N.G. v DRF Mgt. Corp.
2024 NY Slip Op 00065 [223 AD3d 654]
January 10, 2024
Appellate Division, Second Department
Published by New York State Law Reporting Bureau pursuant to Judiciary Law § 431.
As corrected through Wednesday, March 6, 2024


[*1]
 N.G. et al., Appellants,
v
DRF Management Corporation, Respondent, et al., Defendants.

La Sorsa & Beneventano, White Plains, NY (Gregory M. La Sorsa of counsel), for appellants.

Marin Goodman, LLP, Harrison, NY (William K. Kerrigan of counsel), for respondent.

In an action to recover damages for personal injuries, etc., the plaintiffs appeal from an order of the Supreme Court, Westchester County (Mary H. Smith, J.), dated August 19, 2020. The order granted the motion of the defendant DRF Management Corporation for summary judgment dismissing the complaint insofar as asserted against it.

Ordered that the order is affirmed, with costs.
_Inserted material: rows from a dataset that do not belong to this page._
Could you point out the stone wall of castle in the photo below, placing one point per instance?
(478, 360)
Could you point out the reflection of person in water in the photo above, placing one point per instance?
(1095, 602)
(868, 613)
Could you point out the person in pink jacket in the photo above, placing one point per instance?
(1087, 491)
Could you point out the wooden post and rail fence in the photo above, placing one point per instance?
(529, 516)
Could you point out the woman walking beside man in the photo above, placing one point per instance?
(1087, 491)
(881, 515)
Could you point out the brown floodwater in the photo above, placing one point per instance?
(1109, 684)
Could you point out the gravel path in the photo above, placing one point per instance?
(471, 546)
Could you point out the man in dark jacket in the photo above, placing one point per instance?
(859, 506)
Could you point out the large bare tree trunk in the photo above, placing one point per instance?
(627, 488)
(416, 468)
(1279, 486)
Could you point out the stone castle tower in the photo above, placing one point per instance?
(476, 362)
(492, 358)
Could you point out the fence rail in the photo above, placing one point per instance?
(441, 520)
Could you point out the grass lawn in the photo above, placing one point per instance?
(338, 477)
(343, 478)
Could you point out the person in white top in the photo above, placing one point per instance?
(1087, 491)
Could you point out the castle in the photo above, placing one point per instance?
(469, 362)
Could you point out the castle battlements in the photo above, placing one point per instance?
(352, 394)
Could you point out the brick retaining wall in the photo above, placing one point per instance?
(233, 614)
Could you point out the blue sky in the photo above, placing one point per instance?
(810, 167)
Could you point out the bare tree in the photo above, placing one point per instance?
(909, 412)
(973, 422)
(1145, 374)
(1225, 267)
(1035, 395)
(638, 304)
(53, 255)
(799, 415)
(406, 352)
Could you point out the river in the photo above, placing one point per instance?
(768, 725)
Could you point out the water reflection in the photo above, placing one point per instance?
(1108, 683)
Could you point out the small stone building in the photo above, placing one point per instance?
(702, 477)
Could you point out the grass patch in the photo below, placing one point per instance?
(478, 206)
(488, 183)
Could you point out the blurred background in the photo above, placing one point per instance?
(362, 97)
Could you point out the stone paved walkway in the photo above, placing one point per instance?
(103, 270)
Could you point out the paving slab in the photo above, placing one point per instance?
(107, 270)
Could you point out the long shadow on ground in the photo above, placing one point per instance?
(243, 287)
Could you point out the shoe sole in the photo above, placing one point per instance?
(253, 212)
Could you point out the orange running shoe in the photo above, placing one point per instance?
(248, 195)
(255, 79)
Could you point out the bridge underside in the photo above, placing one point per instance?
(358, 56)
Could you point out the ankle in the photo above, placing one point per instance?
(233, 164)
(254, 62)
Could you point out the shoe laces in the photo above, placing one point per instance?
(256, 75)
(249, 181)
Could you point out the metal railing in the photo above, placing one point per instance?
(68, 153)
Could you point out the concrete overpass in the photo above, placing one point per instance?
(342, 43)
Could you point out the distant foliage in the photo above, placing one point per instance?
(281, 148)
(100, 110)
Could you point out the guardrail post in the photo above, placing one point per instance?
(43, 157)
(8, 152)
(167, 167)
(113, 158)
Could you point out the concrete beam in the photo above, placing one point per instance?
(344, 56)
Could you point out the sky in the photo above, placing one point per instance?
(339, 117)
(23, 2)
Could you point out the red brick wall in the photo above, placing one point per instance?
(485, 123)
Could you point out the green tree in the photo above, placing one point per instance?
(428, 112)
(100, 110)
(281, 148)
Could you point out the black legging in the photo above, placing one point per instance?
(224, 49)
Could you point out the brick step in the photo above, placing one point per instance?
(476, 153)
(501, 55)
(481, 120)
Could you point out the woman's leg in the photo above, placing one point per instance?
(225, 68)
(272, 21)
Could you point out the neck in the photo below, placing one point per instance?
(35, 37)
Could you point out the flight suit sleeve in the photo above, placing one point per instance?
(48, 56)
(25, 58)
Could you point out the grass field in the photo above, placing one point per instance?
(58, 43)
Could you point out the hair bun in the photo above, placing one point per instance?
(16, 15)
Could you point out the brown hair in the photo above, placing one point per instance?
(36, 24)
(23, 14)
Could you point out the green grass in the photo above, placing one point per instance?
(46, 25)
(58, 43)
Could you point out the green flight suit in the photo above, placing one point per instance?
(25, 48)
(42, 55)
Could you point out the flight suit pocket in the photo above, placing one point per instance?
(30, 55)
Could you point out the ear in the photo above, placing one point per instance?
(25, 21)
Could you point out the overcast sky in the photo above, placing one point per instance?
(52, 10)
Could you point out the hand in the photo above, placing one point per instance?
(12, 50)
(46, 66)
The plaintiffs commenced this action, inter alia, to recover damages for personal injuries sustained in June 2014 when the infant plaintiff N.G. was struck by a stray bullet while inside premises owned by the defendant DRF Management Corporation (hereinafter DRF). The premises was leased by the defendant Louis F. Escobar, and was operated as a pizzeria by the defendants Katocha Pizzeria, Edy Payes, and Heriberta Sonia Payes. DRF moved for summary judgment dismissing the complaint insofar as asserted against it, on the ground that it did not owe a duty to the plaintiffs under the instant circumstances. In an order dated August 19, 2020, the Supreme Court granted DRF's motion. The plaintiffs appeal.
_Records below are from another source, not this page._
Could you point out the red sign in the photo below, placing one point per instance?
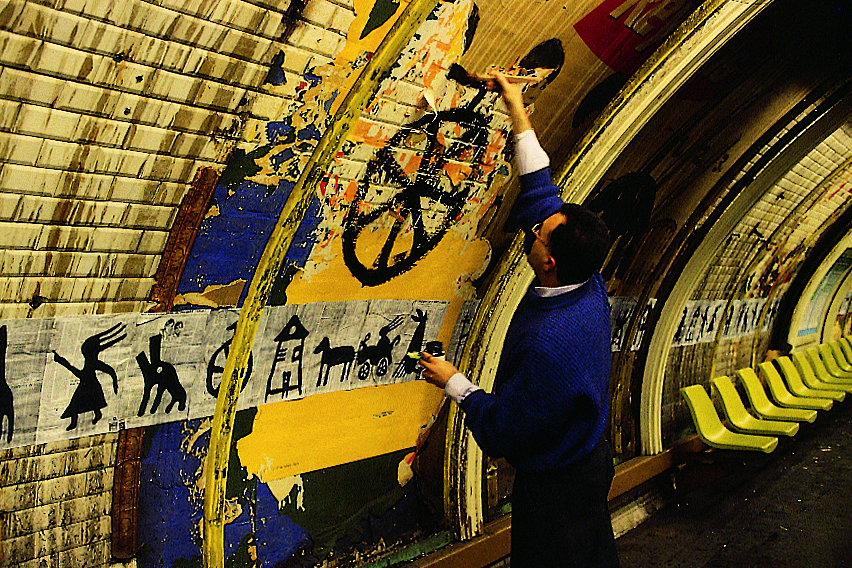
(624, 33)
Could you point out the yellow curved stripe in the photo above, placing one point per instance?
(270, 263)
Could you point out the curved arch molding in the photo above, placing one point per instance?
(698, 38)
(695, 268)
(270, 263)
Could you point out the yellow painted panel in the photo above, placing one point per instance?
(295, 437)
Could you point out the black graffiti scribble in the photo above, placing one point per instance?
(289, 351)
(161, 374)
(408, 239)
(89, 395)
(409, 365)
(216, 365)
(378, 355)
(332, 357)
(7, 402)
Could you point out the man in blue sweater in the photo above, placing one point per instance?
(550, 406)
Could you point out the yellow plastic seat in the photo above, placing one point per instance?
(740, 418)
(839, 356)
(711, 430)
(820, 369)
(846, 347)
(784, 397)
(809, 376)
(798, 387)
(761, 404)
(830, 362)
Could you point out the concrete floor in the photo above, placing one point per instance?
(789, 509)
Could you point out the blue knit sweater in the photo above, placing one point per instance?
(551, 401)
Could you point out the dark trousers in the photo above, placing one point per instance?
(561, 519)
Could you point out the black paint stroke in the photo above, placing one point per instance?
(89, 395)
(409, 365)
(405, 207)
(163, 375)
(289, 342)
(7, 400)
(378, 355)
(342, 356)
(216, 365)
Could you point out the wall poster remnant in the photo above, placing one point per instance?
(70, 377)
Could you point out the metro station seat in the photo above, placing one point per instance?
(798, 387)
(846, 347)
(812, 379)
(761, 404)
(740, 418)
(820, 370)
(831, 363)
(711, 430)
(784, 397)
(839, 356)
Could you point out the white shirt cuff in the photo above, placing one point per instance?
(458, 388)
(529, 155)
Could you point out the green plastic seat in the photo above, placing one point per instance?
(761, 404)
(839, 356)
(740, 418)
(831, 363)
(711, 430)
(784, 397)
(798, 387)
(846, 347)
(810, 377)
(820, 370)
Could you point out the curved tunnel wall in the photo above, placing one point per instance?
(140, 175)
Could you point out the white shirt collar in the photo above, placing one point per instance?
(545, 292)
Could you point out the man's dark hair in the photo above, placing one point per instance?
(580, 245)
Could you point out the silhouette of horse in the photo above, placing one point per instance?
(332, 357)
(163, 375)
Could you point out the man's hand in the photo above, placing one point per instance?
(436, 371)
(513, 97)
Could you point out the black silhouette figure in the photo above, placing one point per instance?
(378, 354)
(332, 357)
(89, 396)
(161, 374)
(216, 365)
(409, 365)
(290, 341)
(7, 406)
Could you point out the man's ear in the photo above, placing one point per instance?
(549, 264)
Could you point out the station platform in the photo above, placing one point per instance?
(788, 509)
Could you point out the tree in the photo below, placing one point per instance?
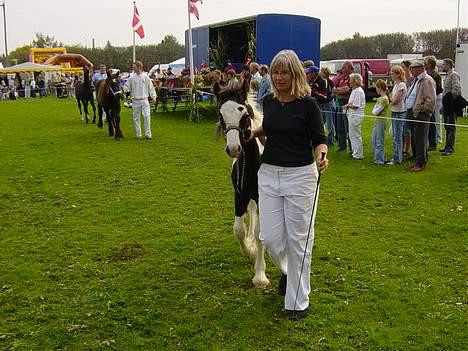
(45, 41)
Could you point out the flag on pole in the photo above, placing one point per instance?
(193, 8)
(137, 25)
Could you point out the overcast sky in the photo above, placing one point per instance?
(78, 21)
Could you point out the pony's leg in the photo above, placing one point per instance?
(100, 110)
(85, 104)
(110, 122)
(79, 107)
(91, 101)
(260, 279)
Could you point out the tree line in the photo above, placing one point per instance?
(168, 50)
(440, 43)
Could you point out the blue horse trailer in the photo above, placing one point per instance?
(268, 33)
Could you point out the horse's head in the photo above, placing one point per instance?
(234, 117)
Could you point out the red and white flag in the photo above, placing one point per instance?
(137, 25)
(193, 8)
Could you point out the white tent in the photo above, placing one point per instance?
(30, 67)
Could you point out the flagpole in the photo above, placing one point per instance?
(192, 71)
(134, 51)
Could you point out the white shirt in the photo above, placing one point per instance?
(401, 106)
(357, 98)
(140, 87)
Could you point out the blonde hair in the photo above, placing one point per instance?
(400, 72)
(431, 61)
(288, 59)
(356, 78)
(382, 85)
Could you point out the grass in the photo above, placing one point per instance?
(128, 245)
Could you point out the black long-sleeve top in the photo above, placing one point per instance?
(293, 130)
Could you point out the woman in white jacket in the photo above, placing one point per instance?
(355, 113)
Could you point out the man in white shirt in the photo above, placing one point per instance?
(141, 90)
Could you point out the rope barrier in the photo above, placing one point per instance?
(407, 120)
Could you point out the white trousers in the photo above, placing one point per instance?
(354, 123)
(286, 196)
(141, 107)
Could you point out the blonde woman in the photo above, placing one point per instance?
(355, 113)
(287, 179)
(398, 113)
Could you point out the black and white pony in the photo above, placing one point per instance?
(109, 94)
(84, 95)
(236, 120)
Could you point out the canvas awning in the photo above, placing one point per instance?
(30, 67)
(74, 60)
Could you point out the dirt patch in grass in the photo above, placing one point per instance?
(127, 252)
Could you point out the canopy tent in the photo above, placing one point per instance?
(30, 67)
(72, 60)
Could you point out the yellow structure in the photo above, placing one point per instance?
(41, 55)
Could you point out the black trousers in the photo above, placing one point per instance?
(419, 136)
(450, 117)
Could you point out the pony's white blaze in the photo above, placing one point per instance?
(232, 113)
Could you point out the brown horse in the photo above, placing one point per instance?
(108, 95)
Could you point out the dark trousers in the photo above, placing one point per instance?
(419, 136)
(432, 132)
(341, 126)
(451, 118)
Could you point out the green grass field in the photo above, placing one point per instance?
(128, 245)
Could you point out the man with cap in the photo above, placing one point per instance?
(318, 85)
(420, 103)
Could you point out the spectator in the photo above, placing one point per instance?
(380, 124)
(342, 91)
(435, 132)
(420, 104)
(355, 113)
(452, 91)
(406, 128)
(265, 86)
(398, 113)
(328, 108)
(141, 89)
(254, 72)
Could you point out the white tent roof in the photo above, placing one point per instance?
(30, 67)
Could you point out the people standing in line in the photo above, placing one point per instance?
(380, 124)
(430, 63)
(420, 104)
(100, 75)
(355, 113)
(406, 128)
(328, 107)
(452, 91)
(398, 113)
(287, 178)
(342, 91)
(265, 86)
(141, 90)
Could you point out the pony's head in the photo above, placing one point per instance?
(234, 117)
(113, 84)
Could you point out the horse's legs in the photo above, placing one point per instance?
(100, 110)
(85, 104)
(260, 279)
(110, 121)
(91, 101)
(79, 107)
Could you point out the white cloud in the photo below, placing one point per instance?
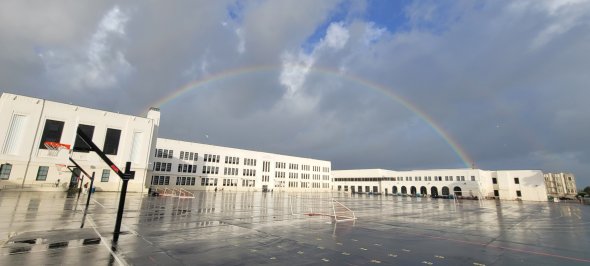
(295, 69)
(99, 64)
(562, 15)
(297, 66)
(336, 37)
(372, 33)
(241, 41)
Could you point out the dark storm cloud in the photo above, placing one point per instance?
(507, 80)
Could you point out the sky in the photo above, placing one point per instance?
(398, 85)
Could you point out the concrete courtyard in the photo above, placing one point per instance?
(240, 228)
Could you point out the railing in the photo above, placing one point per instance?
(174, 192)
(41, 185)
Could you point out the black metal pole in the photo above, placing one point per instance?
(89, 191)
(81, 177)
(121, 203)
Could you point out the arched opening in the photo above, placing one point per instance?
(457, 191)
(434, 191)
(445, 191)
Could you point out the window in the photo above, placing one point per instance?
(51, 132)
(42, 173)
(105, 175)
(5, 171)
(111, 141)
(79, 144)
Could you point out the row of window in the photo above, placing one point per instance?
(188, 168)
(185, 181)
(230, 171)
(53, 130)
(42, 172)
(266, 166)
(164, 167)
(295, 184)
(232, 160)
(210, 170)
(164, 153)
(211, 158)
(190, 156)
(248, 172)
(399, 178)
(251, 162)
(495, 180)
"An out-of-possession landlord is not liable for injuries caused by dangerous conditions on leased premises in the absence of a statute imposing liability, a contractual provision placing the duty to repair on the landlord, or a course of conduct by the landlord giving rise to a duty" (McDonnell v Blockbuster Video, Inc., 203 AD3d 713, 714 [2022] [alterations and internal quotation marks omitted]; see Ryals v West 21st St. Props., LLC, 200 AD3d 1084, 1085 [2021]; Tambriz v P.G.K. Luncheonette, Inc., 124 AD3d 626, 628 [2015]). The complaint here alleges common-law negligence and does not allege a violation of a statute. "When an out-of-possession landlord retains some control and some contractual duty to make repairs to the leased premises, the question of liability will turn on whether the injury-producing condition fell within the landlord's contractual responsibilities" (McDonnell v Blockbuster Video, Inc., 203 AD3d at 714-715; see Patterson v H.E.H., LLC, 217 AD3d 879, 880 [2023]).

Here, the evidence submitted by DRF in support of its motion for summary judgment [*2]established that it was an out-of-possession landlord, that it did not retain control over the premises, and that the lease required merely that DRF replace damaged plate glass at the tenant's expense. Consequently, DRF met its initial burden of establishing that it owed no duty to the plaintiffs (see Ryals v West 21st St. Props., LLC, 200 AD3d at 1085; Alnashmi v Certified Analytical Group, Inc., 89 AD3d 10, 18-19 [2011]). In opposition, the plaintiffs failed to raise a triable issue of fact (see Ryals v West 21st St. Props., LLC, 200 AD3d at 1085; Alnashmi v Certified Analytical Group, Inc., 89 AD3d at 19).

Inasmuch as DRF owed no duty to the plaintiffs, we need not address whether DRF had notice of the alleged dangerous condition (see Alnashmi v Certified Analytical Group, Inc., 89 AD3d at 19), or whether the subject incident was foreseeable (see Scurry v New York City Hous. Auth., 193 AD3d 1, 5 [2021], affd 39 NY3d 443 [2023]). Brathwaite Nelson, J.P., Chambers, Dowling and Wan, JJ., concur.